A more recent "invention" challenge was presented to me this week. In the movie "Lilo and Stitch: The Movie", Lilo and Stitch the alien, reanimate evil experiments like himself, by using a machine that utters: "Container ready", "Experiment 625 activated". The machine dispenses a small ball which they then drop in the bathtub and an evil experiment creature is created. I knew my son would not settle for my voice saying the computerized sounding voice, so I took my Iphone and recorded the segments from the movie. Now, to create a machine. Humm, I went to Radio Shack and got a small bluetooth speaker shaped like a can. I could then transmit the recorded lines to the speaker. But now, what to use for the experiment "pods". I got sour balls, the round candies, in the loose candy aisle at the supermarket. I only grabbed a handful because I don't particularly like "sour balls" and didn't want to be stuck with a lot of them after the activity. WRONG!!! Half way through the acting out of this scene I ran out of sour balls, I had to dig them out of the water and try to salvage them to be re-inserted in the water bath. Note to self: Next time buy enough "experiment pods". Nonetheless, he was pleased to hear the sound coming out of the speaker and it was successful.

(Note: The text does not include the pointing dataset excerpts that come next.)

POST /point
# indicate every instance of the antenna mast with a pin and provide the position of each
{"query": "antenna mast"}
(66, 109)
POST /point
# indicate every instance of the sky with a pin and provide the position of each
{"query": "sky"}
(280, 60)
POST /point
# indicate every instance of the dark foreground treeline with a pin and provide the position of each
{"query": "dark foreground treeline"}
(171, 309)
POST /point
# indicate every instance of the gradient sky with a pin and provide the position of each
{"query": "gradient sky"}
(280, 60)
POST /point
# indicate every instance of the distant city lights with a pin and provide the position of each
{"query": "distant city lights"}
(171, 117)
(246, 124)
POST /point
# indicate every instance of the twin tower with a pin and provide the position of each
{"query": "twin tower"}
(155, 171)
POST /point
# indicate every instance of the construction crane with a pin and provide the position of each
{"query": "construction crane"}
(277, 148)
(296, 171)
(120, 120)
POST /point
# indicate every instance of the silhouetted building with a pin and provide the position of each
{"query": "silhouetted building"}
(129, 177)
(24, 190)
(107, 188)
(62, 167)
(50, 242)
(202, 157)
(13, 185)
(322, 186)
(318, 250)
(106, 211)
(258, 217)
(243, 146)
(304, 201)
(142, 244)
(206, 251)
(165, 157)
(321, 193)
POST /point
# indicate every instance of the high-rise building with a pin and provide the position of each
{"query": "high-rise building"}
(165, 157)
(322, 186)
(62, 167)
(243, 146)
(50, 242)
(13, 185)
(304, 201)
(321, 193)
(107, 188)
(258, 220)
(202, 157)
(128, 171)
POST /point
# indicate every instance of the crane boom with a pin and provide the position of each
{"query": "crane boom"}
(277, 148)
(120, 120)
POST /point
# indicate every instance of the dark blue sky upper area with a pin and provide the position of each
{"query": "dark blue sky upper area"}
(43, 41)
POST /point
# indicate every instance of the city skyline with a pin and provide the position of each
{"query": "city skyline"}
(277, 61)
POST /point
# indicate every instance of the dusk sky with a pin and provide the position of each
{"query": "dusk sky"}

And last but not least how could we forget the day Spongebob, Mr. Krabs, Squidward and Patrick venture onto "dry land" in a challenge issued by their friend "Sandy Cheeks" the Squirrel. This video scene shows the aforementioned characters taking on the form of puppets, on sticks as they blast out of the sea and onto dry land. This meant I had to create a Spongebob, Patrick Starfish, Squidward, Mr. Krabs and Sandy all in "puppet on a stick" format. Spongebob, Patrick and Squidward were all carved out of household cleaning sponges. Mr. Krabs was purchased in the seafood aisle of the supermarket, a real steamed crab. And dear Sandy Cheeks was last. She was shown as a real "hand puppet" in the video. I called the toy store in our town known for horribly expensive but rare and unusual toys. "Do you have a squirrel hand puppet?" "Ok, I'll be right over". After scoring Sandy at the toy store I brought her home to try to construct a "diving helmet" which she wears in Spongebob because she obviously is not a water creature, so she needs air. I cut the bottom off a spring water bottle and it fit her head just right. So now my son was able to play out all the characters just as they are shown in the video.
I'm so happy he's not into Spiderman!